The Jeffreys prior has this property. Note that there may be separate problems with making such an assumption, but this prior solves this particular objection. We define it to be $\pi(\theta)\propto [I(\theta)]^{1/2}$ where I is the Fisher information, defined as

$I(\theta)=-\mathbb{E}_\theta\Big[\frac{\partial^2 l(X_1,\theta)}{\partial \theta^2}\Big],$

where the expectation is over the data X_1 for fixed $\theta$, and l is the log-likelihood. Proving that this has the property that it is invariant under reparameterisation requires demonstrating that the Jeffreys prior corresponding to $g(\theta)$ is the same as applying a change of measure to the Jeffreys prior for $\theta$. The proof is a nice exercise in the chain rule, and I don’t want to reproduce it here.

For a Binomial likelihood function, we find that the Jeffreys prior is Beta(1/2,1/2), which has density that looks roughly like a bucket suspended above [0,1]. It is certainly worth asking why the ‘natural’ choice for prior might put lots of mass at the edge of the domain for the parameter.

I don’t have a definitive answer, but I do have an intuitive idea which comes from the meaning of the Fisher information.

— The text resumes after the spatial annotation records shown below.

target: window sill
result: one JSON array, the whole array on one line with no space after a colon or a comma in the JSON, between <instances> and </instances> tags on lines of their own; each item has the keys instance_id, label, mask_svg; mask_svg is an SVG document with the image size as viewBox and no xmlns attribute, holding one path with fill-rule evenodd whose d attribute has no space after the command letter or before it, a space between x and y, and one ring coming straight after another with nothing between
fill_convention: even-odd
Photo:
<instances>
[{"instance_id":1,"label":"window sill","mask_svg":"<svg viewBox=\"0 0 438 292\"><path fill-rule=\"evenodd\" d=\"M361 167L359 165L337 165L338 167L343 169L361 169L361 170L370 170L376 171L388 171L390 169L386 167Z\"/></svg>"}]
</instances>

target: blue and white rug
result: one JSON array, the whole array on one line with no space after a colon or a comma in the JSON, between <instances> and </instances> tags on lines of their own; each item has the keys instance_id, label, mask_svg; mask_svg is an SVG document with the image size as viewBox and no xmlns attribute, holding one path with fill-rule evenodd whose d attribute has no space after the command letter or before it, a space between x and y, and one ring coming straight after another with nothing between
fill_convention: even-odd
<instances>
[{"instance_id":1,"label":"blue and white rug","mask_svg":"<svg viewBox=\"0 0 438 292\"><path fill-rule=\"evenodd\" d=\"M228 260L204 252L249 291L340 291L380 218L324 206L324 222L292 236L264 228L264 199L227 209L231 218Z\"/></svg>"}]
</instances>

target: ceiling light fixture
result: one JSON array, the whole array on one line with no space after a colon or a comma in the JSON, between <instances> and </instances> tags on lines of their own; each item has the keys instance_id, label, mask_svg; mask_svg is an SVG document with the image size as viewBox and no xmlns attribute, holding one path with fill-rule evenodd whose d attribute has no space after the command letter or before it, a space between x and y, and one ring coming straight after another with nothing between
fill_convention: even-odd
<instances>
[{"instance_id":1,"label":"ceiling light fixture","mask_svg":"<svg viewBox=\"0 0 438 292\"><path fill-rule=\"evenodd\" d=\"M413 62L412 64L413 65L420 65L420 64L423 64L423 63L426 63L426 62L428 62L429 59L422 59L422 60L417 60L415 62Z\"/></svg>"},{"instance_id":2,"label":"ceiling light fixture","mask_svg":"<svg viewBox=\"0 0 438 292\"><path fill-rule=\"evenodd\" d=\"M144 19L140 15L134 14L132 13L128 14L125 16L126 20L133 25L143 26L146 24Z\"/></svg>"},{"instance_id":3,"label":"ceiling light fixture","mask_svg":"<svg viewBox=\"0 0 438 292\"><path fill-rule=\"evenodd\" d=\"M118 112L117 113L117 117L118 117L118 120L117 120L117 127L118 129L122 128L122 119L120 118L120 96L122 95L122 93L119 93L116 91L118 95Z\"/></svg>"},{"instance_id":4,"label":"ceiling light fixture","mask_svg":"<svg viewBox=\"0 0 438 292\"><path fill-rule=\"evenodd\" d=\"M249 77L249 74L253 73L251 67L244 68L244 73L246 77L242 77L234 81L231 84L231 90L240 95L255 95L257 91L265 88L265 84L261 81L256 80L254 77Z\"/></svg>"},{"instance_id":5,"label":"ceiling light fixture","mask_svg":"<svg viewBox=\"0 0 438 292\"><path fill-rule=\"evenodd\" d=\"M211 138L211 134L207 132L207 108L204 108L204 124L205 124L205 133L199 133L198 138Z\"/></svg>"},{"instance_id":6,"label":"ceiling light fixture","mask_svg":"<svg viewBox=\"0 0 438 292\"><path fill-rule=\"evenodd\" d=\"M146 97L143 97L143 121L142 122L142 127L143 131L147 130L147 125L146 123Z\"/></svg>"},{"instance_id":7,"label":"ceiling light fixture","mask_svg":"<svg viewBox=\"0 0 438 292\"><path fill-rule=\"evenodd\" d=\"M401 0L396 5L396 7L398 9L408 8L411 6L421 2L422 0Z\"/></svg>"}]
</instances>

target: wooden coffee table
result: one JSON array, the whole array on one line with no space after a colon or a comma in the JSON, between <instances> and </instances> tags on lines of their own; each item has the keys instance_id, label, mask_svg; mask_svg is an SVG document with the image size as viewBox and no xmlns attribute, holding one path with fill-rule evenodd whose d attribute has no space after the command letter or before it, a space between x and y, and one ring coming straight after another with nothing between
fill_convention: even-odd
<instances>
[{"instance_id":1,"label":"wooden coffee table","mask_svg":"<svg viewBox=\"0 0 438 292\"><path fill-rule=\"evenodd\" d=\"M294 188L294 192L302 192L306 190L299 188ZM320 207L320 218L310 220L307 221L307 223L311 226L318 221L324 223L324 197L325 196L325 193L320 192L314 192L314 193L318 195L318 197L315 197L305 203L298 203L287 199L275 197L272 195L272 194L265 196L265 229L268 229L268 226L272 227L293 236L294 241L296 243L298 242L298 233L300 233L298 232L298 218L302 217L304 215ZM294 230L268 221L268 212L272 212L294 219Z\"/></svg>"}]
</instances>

As the second derivative of the log-likelihood, a large Fisher information means that with high probability we will see data for which the likelihood changes substantially if we vary the parameter. In particular, this means that the posterior probability of a parameter close to 0 will be eliminated more quickly by the data if the true parameter is different.

If the variance is small, as it is for parameter near 0, then the data generated by this parameter will have the greatest effect on the posterior, since the likelihood will be small almost everywhere except near the parameter. We see the opposite effect if the variance is large. So it makes sense to compensate for this by placing extra prior mass at parameter values where the data has the strongest effect. Note that in the previous example, the Jeffreys prior is in fact exactly inversely proportional to the standard deviation. For the above argument to make sense, we need it to be monotonic with respect to SD, and it just happens that in this case, being 1/SD is precisely the form required to be invariant under reparameterisation.

Anyway, I thought that was reasonably interesting, as indeed was the whole course. I feel reassured that I can justify having my work address as the Department of Statistics since I now know at least epsilon about statistics!